The IP layer encapsulates the TCP packets transmitted from the upper layer, brings its own header, and then performs routing, fragmentation, and reorganization to reach the destination. In this process, the IP header plays an important role. Let's take a look at the structure of the header.

Version: indicates the version of the current IP protocol. The current version number is 4. There is also a version number of 6, namely IPV4 and IPV6. If the versions of the sending and receiving sides are inconsistent, the current IP datagram will be discarded.

Head length: the length of the whole head, up to 60 bytes.

Service Type (TOS): It is used to distinguish service types, but the IP layer has never actually used it in its work. The existing TOS has only 4 bit sub fields and 1 bit unused bits. The unused bit must be set to 0. Only one of the four bits in the TOS can be set to 1 to represent the current service type. The four service types corresponding to 4bit are: minimum delay, maximum throughput, maximum reliability and minimum cost.
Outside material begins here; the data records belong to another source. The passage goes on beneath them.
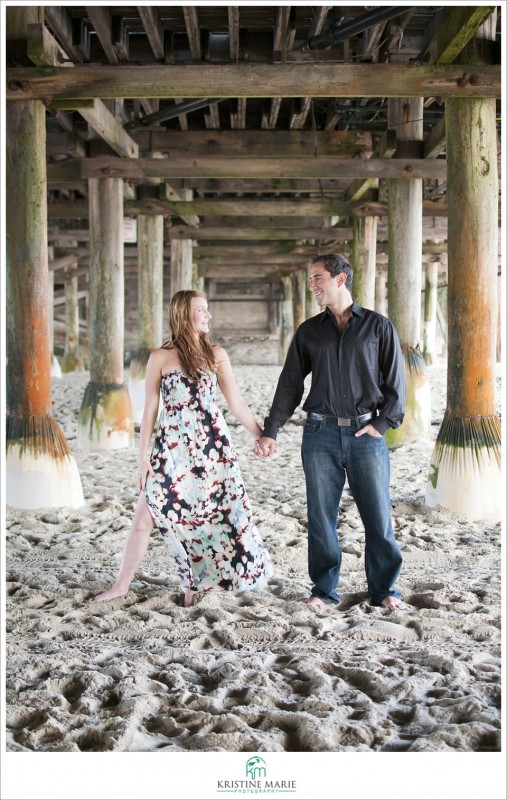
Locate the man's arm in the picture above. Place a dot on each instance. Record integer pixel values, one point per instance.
(392, 366)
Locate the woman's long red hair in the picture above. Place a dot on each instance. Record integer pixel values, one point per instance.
(194, 349)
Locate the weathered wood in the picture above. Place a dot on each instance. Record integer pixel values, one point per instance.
(61, 23)
(385, 148)
(405, 277)
(106, 282)
(250, 144)
(300, 279)
(220, 167)
(100, 17)
(109, 129)
(456, 28)
(286, 317)
(181, 265)
(43, 49)
(472, 257)
(28, 345)
(363, 260)
(151, 23)
(233, 233)
(65, 143)
(150, 237)
(405, 232)
(430, 310)
(435, 141)
(71, 361)
(280, 80)
(236, 208)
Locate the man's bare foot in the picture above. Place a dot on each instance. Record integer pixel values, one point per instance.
(313, 601)
(189, 597)
(393, 603)
(109, 594)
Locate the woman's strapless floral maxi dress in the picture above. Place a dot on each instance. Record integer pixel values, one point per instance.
(197, 497)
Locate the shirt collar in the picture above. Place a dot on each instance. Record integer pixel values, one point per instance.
(356, 309)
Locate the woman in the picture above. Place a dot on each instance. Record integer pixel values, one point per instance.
(190, 481)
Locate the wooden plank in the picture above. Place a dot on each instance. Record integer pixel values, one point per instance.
(385, 148)
(43, 49)
(151, 23)
(233, 233)
(265, 143)
(109, 129)
(142, 168)
(236, 207)
(60, 22)
(193, 32)
(100, 17)
(434, 143)
(256, 80)
(233, 15)
(457, 27)
(79, 210)
(68, 143)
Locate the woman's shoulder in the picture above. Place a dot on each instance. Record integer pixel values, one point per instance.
(165, 358)
(220, 354)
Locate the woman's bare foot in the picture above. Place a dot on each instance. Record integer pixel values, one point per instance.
(109, 594)
(189, 597)
(313, 601)
(393, 603)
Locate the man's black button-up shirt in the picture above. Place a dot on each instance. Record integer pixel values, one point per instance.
(353, 372)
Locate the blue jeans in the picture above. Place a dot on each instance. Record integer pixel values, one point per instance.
(331, 453)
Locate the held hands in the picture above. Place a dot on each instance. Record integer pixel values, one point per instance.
(264, 447)
(143, 468)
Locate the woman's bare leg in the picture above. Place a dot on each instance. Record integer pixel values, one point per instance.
(133, 552)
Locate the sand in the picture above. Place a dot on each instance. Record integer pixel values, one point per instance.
(250, 672)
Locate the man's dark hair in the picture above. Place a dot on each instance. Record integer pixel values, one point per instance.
(335, 264)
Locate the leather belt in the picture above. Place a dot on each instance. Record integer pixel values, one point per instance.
(341, 421)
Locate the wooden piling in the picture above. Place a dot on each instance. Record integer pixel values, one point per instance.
(40, 470)
(465, 470)
(404, 281)
(106, 416)
(150, 248)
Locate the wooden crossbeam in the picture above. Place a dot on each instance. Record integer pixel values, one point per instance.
(260, 80)
(250, 144)
(143, 168)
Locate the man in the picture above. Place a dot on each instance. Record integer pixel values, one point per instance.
(357, 393)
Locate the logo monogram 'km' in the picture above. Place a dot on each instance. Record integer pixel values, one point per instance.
(256, 768)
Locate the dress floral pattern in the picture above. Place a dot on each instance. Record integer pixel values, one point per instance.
(197, 497)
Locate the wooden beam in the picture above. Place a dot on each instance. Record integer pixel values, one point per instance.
(237, 207)
(143, 168)
(434, 143)
(265, 80)
(65, 143)
(233, 14)
(385, 148)
(109, 129)
(100, 17)
(194, 33)
(151, 23)
(265, 143)
(60, 22)
(43, 49)
(233, 233)
(457, 27)
(79, 210)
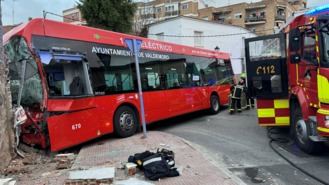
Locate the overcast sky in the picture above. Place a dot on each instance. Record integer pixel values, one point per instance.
(24, 9)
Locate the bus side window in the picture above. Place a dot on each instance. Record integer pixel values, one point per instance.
(175, 73)
(150, 74)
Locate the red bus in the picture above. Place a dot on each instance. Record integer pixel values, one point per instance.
(78, 83)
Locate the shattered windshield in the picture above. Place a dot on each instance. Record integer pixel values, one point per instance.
(18, 54)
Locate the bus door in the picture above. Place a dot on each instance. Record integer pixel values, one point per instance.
(70, 104)
(267, 78)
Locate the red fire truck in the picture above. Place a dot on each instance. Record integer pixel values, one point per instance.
(78, 83)
(288, 73)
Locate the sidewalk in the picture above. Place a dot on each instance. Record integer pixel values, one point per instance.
(193, 167)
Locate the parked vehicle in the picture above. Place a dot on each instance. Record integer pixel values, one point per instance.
(288, 74)
(77, 83)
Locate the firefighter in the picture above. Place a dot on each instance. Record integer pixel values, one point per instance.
(236, 93)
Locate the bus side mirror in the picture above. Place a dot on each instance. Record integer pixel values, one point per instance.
(295, 59)
(295, 40)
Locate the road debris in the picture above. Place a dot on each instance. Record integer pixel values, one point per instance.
(130, 169)
(64, 161)
(7, 181)
(102, 175)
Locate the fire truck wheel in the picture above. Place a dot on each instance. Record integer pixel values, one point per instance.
(302, 131)
(214, 104)
(125, 121)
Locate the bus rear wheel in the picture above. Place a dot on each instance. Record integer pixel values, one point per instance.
(214, 104)
(125, 121)
(302, 131)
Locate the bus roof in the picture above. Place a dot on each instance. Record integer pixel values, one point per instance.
(50, 28)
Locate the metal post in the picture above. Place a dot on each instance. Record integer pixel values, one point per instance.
(140, 92)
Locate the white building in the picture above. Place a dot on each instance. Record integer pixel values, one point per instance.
(203, 34)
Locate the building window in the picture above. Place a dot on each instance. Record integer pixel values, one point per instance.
(170, 8)
(160, 36)
(184, 6)
(198, 39)
(206, 18)
(238, 15)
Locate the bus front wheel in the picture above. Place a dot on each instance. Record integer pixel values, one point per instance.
(125, 121)
(302, 131)
(214, 104)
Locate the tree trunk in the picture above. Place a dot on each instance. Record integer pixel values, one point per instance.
(6, 121)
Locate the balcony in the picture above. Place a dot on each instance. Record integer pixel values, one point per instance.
(148, 16)
(171, 13)
(255, 20)
(255, 6)
(280, 17)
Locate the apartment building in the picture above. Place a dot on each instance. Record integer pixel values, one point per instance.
(157, 10)
(73, 16)
(260, 17)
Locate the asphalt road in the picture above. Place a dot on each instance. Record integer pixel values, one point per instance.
(238, 143)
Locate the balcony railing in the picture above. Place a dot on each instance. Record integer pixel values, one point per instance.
(255, 19)
(280, 18)
(148, 16)
(172, 13)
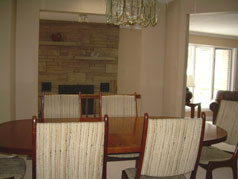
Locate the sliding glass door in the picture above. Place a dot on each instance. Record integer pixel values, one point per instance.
(209, 69)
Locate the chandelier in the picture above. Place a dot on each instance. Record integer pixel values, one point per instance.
(132, 12)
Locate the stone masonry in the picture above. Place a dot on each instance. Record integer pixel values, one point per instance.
(85, 54)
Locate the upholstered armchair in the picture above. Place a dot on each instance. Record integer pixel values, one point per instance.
(222, 95)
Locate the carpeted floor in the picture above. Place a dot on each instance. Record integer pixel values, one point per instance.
(114, 170)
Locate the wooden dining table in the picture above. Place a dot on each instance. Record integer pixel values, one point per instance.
(124, 135)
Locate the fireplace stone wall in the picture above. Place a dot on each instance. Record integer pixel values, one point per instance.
(73, 53)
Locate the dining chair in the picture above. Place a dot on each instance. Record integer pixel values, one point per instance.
(170, 148)
(213, 157)
(12, 167)
(120, 105)
(60, 106)
(69, 149)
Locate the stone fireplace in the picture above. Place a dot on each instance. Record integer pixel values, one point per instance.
(74, 54)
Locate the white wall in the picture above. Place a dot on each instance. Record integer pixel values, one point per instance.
(7, 56)
(140, 64)
(176, 47)
(82, 6)
(27, 34)
(161, 68)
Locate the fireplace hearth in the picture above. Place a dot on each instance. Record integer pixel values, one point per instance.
(76, 89)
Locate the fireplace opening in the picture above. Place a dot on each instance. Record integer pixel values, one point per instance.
(83, 89)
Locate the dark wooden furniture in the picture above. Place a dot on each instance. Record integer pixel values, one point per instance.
(85, 147)
(124, 135)
(214, 158)
(90, 105)
(177, 148)
(193, 106)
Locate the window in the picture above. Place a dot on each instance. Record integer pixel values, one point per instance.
(209, 69)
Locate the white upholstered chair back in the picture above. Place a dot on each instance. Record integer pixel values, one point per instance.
(171, 147)
(61, 106)
(119, 105)
(69, 150)
(227, 118)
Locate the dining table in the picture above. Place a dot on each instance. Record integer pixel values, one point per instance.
(124, 136)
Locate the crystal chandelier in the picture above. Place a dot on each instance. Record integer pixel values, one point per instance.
(132, 12)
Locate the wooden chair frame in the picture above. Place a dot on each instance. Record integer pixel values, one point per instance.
(87, 97)
(137, 96)
(106, 128)
(143, 143)
(43, 105)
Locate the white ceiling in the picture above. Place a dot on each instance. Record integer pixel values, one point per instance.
(219, 24)
(215, 24)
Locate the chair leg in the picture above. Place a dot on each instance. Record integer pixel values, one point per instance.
(234, 169)
(208, 174)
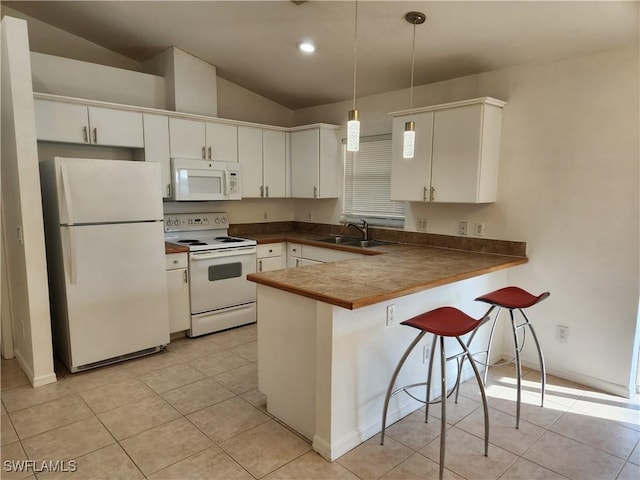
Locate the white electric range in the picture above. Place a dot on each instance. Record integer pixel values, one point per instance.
(220, 295)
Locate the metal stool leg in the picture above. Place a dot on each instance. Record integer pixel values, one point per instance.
(483, 394)
(518, 367)
(429, 377)
(393, 382)
(543, 370)
(443, 406)
(487, 360)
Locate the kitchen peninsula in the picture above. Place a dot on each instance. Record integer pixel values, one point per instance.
(329, 334)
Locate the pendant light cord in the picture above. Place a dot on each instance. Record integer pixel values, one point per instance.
(413, 56)
(355, 55)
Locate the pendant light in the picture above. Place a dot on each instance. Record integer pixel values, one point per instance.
(353, 123)
(409, 139)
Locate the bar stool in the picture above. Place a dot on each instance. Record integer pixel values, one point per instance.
(515, 298)
(441, 322)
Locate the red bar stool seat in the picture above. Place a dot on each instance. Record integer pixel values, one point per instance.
(441, 322)
(515, 298)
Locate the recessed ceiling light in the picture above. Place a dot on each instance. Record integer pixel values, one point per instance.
(306, 47)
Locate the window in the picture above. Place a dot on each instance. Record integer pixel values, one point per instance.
(367, 184)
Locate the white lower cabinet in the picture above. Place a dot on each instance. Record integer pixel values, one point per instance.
(270, 256)
(178, 290)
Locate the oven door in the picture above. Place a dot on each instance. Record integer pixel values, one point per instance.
(218, 278)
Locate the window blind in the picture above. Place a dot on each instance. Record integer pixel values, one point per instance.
(367, 183)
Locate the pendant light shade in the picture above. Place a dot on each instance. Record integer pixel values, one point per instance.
(353, 123)
(409, 138)
(353, 131)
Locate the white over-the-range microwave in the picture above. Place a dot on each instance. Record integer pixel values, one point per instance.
(205, 180)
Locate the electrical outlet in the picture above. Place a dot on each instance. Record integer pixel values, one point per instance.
(391, 314)
(562, 333)
(426, 353)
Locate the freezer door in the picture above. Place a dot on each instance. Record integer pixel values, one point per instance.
(104, 191)
(116, 288)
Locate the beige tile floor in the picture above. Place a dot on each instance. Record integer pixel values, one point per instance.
(194, 412)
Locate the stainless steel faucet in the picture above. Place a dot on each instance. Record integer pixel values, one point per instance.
(364, 228)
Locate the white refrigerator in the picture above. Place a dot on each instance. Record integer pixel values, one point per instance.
(105, 257)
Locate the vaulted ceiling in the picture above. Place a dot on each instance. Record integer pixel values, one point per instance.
(253, 43)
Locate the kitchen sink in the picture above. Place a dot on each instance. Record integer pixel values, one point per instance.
(340, 240)
(353, 242)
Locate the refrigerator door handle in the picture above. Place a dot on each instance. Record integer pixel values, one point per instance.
(73, 275)
(66, 191)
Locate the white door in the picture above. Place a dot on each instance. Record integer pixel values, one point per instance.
(411, 177)
(156, 149)
(222, 142)
(250, 158)
(61, 122)
(218, 279)
(274, 157)
(187, 138)
(116, 289)
(305, 167)
(119, 128)
(99, 191)
(456, 154)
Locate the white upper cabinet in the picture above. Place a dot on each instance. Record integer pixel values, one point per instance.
(250, 157)
(156, 139)
(456, 156)
(411, 177)
(262, 154)
(206, 140)
(76, 123)
(315, 158)
(187, 138)
(222, 142)
(274, 163)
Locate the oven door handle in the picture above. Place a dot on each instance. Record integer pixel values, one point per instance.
(226, 253)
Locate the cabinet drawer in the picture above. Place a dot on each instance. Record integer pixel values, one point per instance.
(294, 249)
(269, 250)
(176, 260)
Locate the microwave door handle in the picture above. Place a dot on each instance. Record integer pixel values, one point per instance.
(226, 183)
(218, 254)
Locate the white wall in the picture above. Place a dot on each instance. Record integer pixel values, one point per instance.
(26, 293)
(569, 187)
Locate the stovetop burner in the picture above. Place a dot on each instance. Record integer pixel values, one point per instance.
(229, 239)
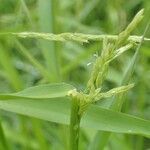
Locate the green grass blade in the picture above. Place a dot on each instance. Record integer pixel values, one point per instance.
(41, 91)
(96, 117)
(76, 37)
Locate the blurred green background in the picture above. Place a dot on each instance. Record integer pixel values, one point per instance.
(23, 63)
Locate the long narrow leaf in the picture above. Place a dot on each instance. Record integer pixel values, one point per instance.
(41, 91)
(96, 117)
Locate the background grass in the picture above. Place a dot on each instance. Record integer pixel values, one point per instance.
(24, 63)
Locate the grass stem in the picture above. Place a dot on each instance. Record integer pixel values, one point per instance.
(74, 125)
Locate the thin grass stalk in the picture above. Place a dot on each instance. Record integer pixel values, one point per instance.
(74, 124)
(46, 23)
(3, 141)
Total length: indicates the total length of the current datagram message, in bytes. The size and starting position of the data in the message can be calculated by combining the header length.

The following three header fields relate to the fragmentation and reassembly process of IP datagrams. Since the network layer generally limits the maximum length of each data frame, the IP layer sends datagrams and queries the maximum transmission length of each data frame of the current device network layer at the same time as routing. Once the maximum transmission length is exceeded, the datagrams will be fragmented and reassembled after arriving at the destination. At this time, the following three fields will be used as the basis for reassembly. It should be noted that because there is a routing process, the maximum transmission length of data frames for each layer of routing equipment through which datagrams pass is different, so fragmentation may occur in any routing process.

Packet ID: This ID is equivalent to an ID. The IP layer will add 1 to this packet ID every time a partition is successfully sent.

Flag: It takes up three bits, namely R, D and M. R is not used yet, but D, and M are useful. This field indicates the fragmentation behavior of the datagram. D If it is 1, it means that the data does not need to be fragmented and is transmitted at one time; M If it is 1, it means that the data is fragmented and there is data behind it. When it is 0, it means that the current datagram is the last fragment or only this fragment.

Slice offset: indicates the distance from the current partition to the beginning of the original datagram. After the partition, the total length of each slice will be changed to the length of this slice, rather than the length of the entire datagram.

Lifetime: (TTL) can determine whether a datagram is discarded. Because IP sends data hop by hop, data may be forwarded between different IP layers with routing functions set, so the lifetime indicates how many routes a datagram can go through at most. For each layer of routing, the value is subtracted by 1. When the value is 0, the datagram is discarded, and a message with an error message (ICMP, a component of the IP layer, is used to transmit some error information) is sent to the source. Lifetime can effectively solve the problem that datagrams are always forwarded in a routing loop.

Header checksum: verifies the integrity of the datagram. The sender sums the header, stores the result in the checksum, and the receiver calculates it again. If the calculation result is consistent with the result in the checksum, it indicates that the transmission process is OK, otherwise the datagram will be discarded.

Upper layer protocol: it determines which upper layer protocol the receiver will hand over the data to for processing, such as TCP or UDP.

Source IP: records the IP address of the sender, which is used when sending back error messages.

Destination IP: indicates the destination IP, which is used to make decisions for each routing.


Because the IP header only contains the destination IP address, it does not reflect the complete path. When sending data, the IP layer will make routing decisions based on the query results of the destination IP in the local routing table. Datagrams will be delivered to the destination hop by hop. Each hop here is a routing choice.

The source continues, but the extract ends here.